Он шел неторопливой, уверенной, слегка шаркающей походкой сомнамбулы: его серьезность и сосредоточенность производили трогательное и очень приятное впечатление.
По дороге в Фатепур-Сикри он описывал свой приезд в Индию в двадцатые годы, когда он останавливался, как и в этот раз, у своего оксфордского однокашника, ныне индийского сенатора. Он описывал отца Джавахарлала Неру, Мотилала, который, по словам Хаксли, имел изысканную внешность и манеры, а стирать свои сорочки посылал в Париж; он принадлежал к той богатой и властолюбивой аристократии, которая пыталась использовать Ганди в своих целях; но Ганди их перехитрил, попытки обуздать ту колоссальную силу — или по крайней мере ту лавину народных эмоций, — которую Ганди вызвал к жизни, провалились, и в итоге, вопреки своим ожиданиям, сами аристократы оказались орудием в руках Ганди. Хаксли описывал отношения между Ганди и этими утонченными и властными браминами с благожелательной иронией — невозмутимой, несуетливой, чрезвычайно забавной. Потом он стал подробно перечислять все уловки и хитрости, к которым прибегал — и в Калифорнии, и в Индии, — спасаясь от досаждавших ему зануд. Он говорил очень просто, очень спокойно, с ним было очень легко. То обстоятельство, что за несколько недель до конгресса в пожаре погиб его дом вместе со всей библиотекой, нисколько, казалось, его не огорчало; и ни единым намеком он не показал, что знает о своей смертельной болезни: он жаловался на глаза, на свой старый, привычный недуг, — но ни словом не обмолвился о раке, который потом свел его в могилу.
Увидев наконец Тадж-Махал, Хаксли смягчился и решил, что это не уродливое, как он думал раньше, а, напротив — если отвлечься от похожих на дымоходы минаретов, которые он по-прежнему считал ошибкой, — вполне приличное сооружение. Вечер мы провели вместе; насколько помню, какое-то время с нами был и Геенно, французский писатель. Геенно, личность меланхолическая, интересная, возвышенная, был не тем человеком, который мог — или хотел — кому-нибудь поднять настроение; свет в гостинице горел очень тускло из-за хронических неполадок на электростанции. Можно было ожидать, что вечер пройдет в крайнем — пусть и благопристойном — унынии. Вышло иначе. Хаксли держался просто, естественно, непринужденно; всё, что он говорил, было необычно и абсолютно подлинно. В нем всё было так искренне и интересно, что вечер оказался сплошным удовольствием и внушил — по крайней мере мне — прочную привязанность и граничащее с преклонением уважение к Хаксли.

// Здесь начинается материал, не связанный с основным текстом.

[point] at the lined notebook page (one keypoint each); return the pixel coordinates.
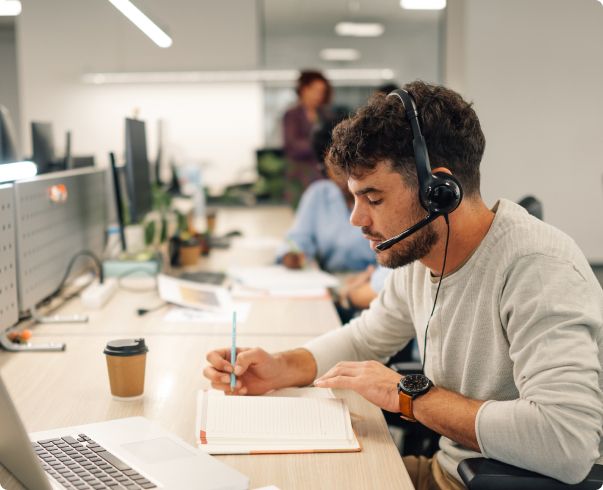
(276, 418)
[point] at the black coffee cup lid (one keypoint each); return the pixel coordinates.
(126, 347)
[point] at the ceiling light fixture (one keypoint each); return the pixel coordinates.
(339, 54)
(359, 29)
(368, 75)
(10, 8)
(140, 20)
(423, 4)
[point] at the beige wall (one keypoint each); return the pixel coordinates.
(533, 69)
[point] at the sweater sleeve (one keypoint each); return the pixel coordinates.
(555, 426)
(381, 331)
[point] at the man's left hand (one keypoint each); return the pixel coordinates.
(371, 379)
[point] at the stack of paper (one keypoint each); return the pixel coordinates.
(279, 281)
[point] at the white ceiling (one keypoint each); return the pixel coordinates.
(320, 16)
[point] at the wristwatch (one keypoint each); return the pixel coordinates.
(410, 387)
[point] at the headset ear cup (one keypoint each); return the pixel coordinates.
(446, 194)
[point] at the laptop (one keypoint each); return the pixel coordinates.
(130, 453)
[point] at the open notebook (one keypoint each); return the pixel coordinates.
(292, 421)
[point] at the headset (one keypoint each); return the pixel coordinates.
(439, 193)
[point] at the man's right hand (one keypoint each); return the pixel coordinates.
(257, 371)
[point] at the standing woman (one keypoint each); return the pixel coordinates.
(314, 94)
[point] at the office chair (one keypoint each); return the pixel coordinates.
(489, 474)
(532, 205)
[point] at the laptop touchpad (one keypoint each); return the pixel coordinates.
(158, 450)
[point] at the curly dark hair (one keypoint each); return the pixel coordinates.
(381, 132)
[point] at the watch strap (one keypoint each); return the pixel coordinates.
(406, 407)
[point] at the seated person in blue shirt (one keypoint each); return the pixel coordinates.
(322, 230)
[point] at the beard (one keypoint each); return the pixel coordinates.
(409, 250)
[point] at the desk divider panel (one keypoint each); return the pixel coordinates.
(57, 216)
(9, 313)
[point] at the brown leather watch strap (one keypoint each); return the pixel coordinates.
(406, 407)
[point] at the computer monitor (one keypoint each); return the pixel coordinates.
(138, 176)
(43, 146)
(57, 215)
(8, 139)
(9, 312)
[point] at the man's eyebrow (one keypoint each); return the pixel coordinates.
(368, 190)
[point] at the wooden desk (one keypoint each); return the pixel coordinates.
(69, 388)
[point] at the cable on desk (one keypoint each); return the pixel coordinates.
(86, 253)
(144, 311)
(120, 278)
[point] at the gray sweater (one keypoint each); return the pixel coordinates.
(520, 324)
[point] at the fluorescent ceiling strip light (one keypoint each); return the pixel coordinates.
(10, 8)
(339, 54)
(10, 172)
(140, 20)
(423, 4)
(359, 29)
(357, 74)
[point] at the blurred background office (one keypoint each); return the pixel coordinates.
(532, 69)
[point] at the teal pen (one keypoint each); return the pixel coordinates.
(233, 350)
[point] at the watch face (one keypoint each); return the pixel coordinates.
(415, 384)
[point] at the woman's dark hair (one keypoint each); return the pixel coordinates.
(380, 132)
(307, 77)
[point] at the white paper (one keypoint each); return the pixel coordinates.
(243, 292)
(189, 315)
(277, 277)
(291, 420)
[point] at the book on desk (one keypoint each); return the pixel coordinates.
(301, 420)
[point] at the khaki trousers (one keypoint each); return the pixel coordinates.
(427, 474)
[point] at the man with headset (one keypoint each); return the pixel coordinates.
(506, 309)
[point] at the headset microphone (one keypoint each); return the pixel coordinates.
(439, 193)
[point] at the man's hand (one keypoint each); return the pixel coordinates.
(257, 371)
(294, 260)
(371, 379)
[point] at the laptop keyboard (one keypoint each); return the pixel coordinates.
(80, 463)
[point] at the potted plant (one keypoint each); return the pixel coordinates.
(185, 245)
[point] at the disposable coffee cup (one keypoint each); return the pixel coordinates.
(126, 359)
(210, 215)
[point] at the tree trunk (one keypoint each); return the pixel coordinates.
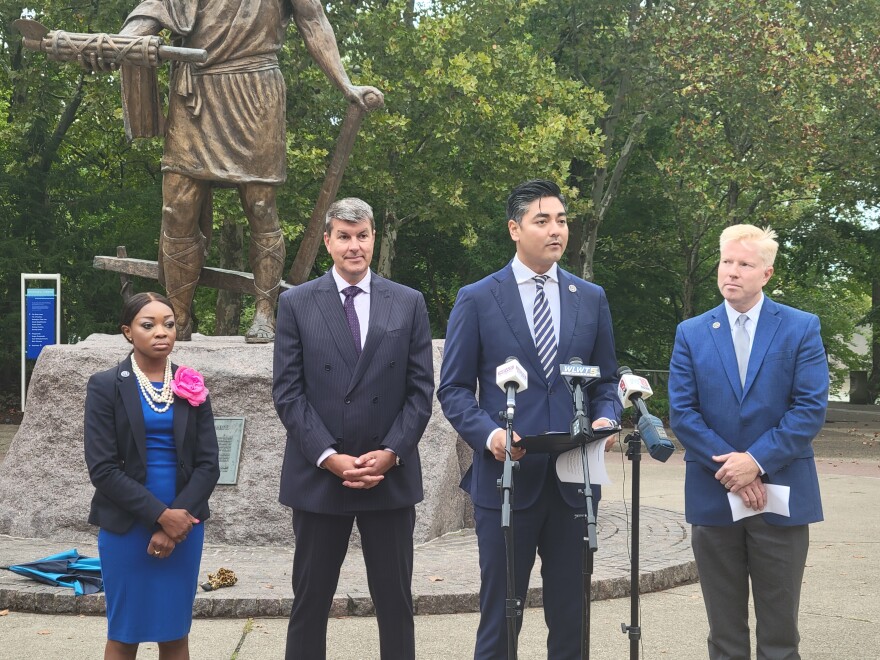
(230, 247)
(874, 376)
(388, 244)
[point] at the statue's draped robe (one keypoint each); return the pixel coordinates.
(226, 116)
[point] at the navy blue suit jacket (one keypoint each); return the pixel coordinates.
(326, 396)
(774, 417)
(116, 453)
(487, 325)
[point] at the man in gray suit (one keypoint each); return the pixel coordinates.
(353, 381)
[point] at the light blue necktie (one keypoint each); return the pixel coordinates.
(741, 346)
(545, 337)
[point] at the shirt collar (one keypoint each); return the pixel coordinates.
(341, 284)
(753, 313)
(523, 273)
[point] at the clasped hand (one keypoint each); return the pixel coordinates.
(740, 475)
(362, 472)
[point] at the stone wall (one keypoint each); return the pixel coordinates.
(44, 485)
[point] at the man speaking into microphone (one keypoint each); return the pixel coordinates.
(542, 315)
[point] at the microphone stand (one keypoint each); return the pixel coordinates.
(634, 454)
(513, 605)
(584, 432)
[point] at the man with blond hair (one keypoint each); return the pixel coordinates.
(748, 388)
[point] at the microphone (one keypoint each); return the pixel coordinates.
(632, 391)
(511, 378)
(577, 375)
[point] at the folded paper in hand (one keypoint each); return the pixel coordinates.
(777, 502)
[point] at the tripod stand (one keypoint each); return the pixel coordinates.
(633, 443)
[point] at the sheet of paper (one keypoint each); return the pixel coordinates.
(570, 466)
(777, 502)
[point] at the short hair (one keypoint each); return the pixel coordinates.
(137, 302)
(764, 240)
(351, 210)
(527, 192)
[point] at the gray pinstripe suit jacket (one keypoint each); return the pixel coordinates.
(328, 397)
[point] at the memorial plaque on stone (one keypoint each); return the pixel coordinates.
(230, 431)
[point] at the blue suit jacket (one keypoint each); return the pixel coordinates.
(775, 416)
(486, 326)
(326, 396)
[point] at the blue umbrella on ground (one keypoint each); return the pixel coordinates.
(66, 569)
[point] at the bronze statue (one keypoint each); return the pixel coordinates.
(226, 126)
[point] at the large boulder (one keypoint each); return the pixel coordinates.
(44, 485)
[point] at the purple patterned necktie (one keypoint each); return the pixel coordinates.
(351, 315)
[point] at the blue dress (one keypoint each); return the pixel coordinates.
(150, 599)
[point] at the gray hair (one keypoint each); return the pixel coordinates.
(351, 210)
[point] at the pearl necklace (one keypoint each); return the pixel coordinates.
(153, 395)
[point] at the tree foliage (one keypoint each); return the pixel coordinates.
(663, 121)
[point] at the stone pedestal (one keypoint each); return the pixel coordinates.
(44, 485)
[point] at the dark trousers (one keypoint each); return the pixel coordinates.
(774, 558)
(550, 527)
(321, 546)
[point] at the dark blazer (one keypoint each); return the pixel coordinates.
(326, 396)
(487, 325)
(115, 450)
(775, 416)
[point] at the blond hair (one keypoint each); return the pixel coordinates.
(763, 239)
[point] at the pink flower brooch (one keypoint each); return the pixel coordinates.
(189, 385)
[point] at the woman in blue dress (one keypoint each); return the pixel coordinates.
(152, 455)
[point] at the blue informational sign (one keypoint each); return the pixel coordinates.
(40, 321)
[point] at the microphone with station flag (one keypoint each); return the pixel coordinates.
(632, 391)
(577, 375)
(511, 378)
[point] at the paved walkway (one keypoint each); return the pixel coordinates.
(445, 580)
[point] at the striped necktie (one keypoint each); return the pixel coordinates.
(741, 346)
(351, 315)
(545, 337)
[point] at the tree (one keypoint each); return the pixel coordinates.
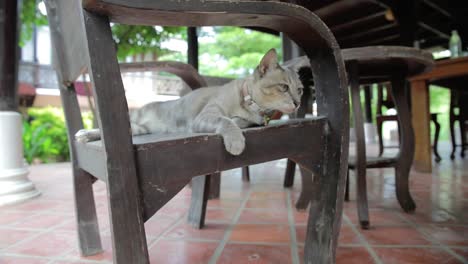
(130, 39)
(230, 51)
(235, 51)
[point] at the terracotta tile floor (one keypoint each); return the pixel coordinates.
(253, 223)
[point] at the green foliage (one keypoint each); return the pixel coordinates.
(440, 103)
(45, 135)
(132, 40)
(235, 51)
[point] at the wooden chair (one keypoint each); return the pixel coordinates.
(142, 173)
(377, 65)
(380, 118)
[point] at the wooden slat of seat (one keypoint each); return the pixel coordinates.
(374, 162)
(185, 71)
(158, 154)
(299, 24)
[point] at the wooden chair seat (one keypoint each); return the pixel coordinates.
(374, 65)
(374, 162)
(380, 119)
(206, 155)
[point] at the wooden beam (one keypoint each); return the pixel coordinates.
(368, 21)
(8, 55)
(372, 31)
(437, 8)
(432, 42)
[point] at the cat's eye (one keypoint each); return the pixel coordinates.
(284, 88)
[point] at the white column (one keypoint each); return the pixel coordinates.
(370, 132)
(15, 186)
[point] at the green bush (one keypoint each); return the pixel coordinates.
(45, 135)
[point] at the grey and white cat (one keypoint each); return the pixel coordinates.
(222, 109)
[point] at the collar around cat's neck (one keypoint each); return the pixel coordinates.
(251, 105)
(248, 101)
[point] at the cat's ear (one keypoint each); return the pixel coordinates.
(268, 62)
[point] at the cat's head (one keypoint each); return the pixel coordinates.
(275, 87)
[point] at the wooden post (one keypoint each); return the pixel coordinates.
(15, 186)
(421, 118)
(8, 55)
(192, 50)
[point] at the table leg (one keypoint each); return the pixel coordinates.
(421, 117)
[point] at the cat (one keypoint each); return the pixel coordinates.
(224, 110)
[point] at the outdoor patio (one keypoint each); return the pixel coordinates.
(253, 223)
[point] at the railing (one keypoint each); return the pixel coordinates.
(44, 76)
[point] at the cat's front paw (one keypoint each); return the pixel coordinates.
(234, 142)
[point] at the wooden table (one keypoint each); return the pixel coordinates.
(420, 106)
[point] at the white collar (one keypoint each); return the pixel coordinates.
(248, 101)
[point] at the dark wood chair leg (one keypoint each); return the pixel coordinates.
(215, 185)
(452, 119)
(406, 148)
(462, 118)
(85, 211)
(200, 193)
(245, 174)
(436, 137)
(85, 208)
(127, 221)
(362, 206)
(347, 188)
(289, 174)
(462, 123)
(379, 122)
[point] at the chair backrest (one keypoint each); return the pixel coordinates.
(68, 38)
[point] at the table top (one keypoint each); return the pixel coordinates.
(445, 69)
(378, 63)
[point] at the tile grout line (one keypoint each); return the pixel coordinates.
(434, 241)
(51, 259)
(366, 244)
(43, 231)
(292, 229)
(228, 232)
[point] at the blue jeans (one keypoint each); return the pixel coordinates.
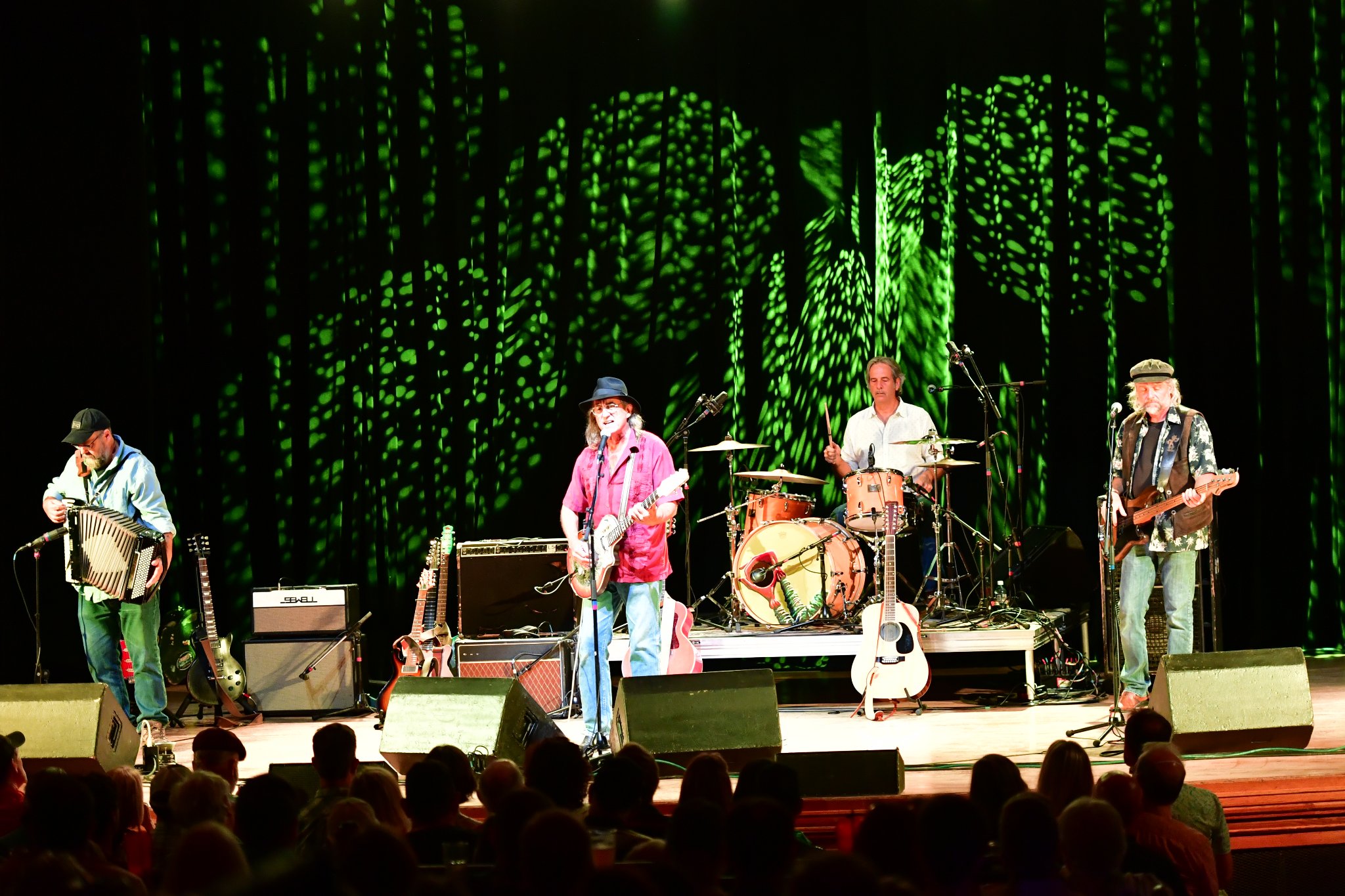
(101, 626)
(1137, 581)
(642, 618)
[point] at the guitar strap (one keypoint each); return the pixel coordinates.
(1170, 445)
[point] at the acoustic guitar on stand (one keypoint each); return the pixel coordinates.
(1137, 526)
(422, 653)
(889, 664)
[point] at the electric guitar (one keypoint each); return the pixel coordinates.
(215, 677)
(678, 654)
(422, 652)
(889, 664)
(588, 578)
(1137, 526)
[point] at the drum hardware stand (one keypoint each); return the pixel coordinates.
(966, 359)
(1111, 595)
(363, 706)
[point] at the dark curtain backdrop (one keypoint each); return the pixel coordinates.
(345, 269)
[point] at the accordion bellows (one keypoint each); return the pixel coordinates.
(112, 553)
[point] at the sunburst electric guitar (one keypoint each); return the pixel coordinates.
(215, 677)
(423, 652)
(588, 580)
(889, 664)
(1137, 526)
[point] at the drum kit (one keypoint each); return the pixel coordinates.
(790, 567)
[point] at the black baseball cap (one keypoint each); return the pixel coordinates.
(87, 422)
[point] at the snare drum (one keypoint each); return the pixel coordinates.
(768, 507)
(866, 494)
(797, 590)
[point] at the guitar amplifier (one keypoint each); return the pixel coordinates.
(305, 610)
(548, 680)
(495, 587)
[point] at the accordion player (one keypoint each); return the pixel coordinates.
(112, 553)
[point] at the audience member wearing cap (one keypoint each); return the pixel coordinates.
(12, 781)
(334, 759)
(1168, 446)
(642, 461)
(120, 479)
(219, 752)
(1161, 773)
(1195, 806)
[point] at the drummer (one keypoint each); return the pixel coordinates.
(870, 438)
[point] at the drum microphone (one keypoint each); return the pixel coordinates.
(43, 539)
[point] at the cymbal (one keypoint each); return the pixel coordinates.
(929, 441)
(783, 476)
(730, 445)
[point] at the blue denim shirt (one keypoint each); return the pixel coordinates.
(128, 484)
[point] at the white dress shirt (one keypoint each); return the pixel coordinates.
(865, 429)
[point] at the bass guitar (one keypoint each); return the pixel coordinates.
(420, 653)
(889, 664)
(1137, 526)
(215, 679)
(678, 654)
(588, 578)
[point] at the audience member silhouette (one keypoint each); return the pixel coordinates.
(1066, 775)
(557, 767)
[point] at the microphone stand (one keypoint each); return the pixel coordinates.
(362, 703)
(1111, 601)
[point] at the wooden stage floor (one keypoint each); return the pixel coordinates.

Большую часть времени Хаксли проводил за собиранием фактов; он намного больше любил узнавать факты, чем мнения — мнения он мог составить и сам. Но несмотря на это, он — вопреки расхожим представлениям о нем — не был похож на говорящую энциклопедию. Точно так же в его разговоре никогда не проявлялась та ненависть к плоти, та пуританская складка, та аскетическая одержимость скатологическими деталями, которые иногда заметны в его книгах; он не щеголял разнородными обрывками абстрактных теорий; никогда не держал себя как писатель, сознающий свое величие. Он был вежлив, серьезен, любезен, его жесты и слова отличались сдержанным достоинством и гуманностью, которые совершенно не вязались с его репутацией в двадцатые годы. Он казался более интересным, а его мысль — несмотря на обстоятельность — более прямой, живой и гибкой, более личной и подлинной, чем его произведения, в которых — даже в самые удачные моменты — всегда было что-то механическое и вторичное. Но у меня в памяти до конца дней сохранится образ идеально воспитанного, доброго и совестливого человека, человека самой высокой пробы.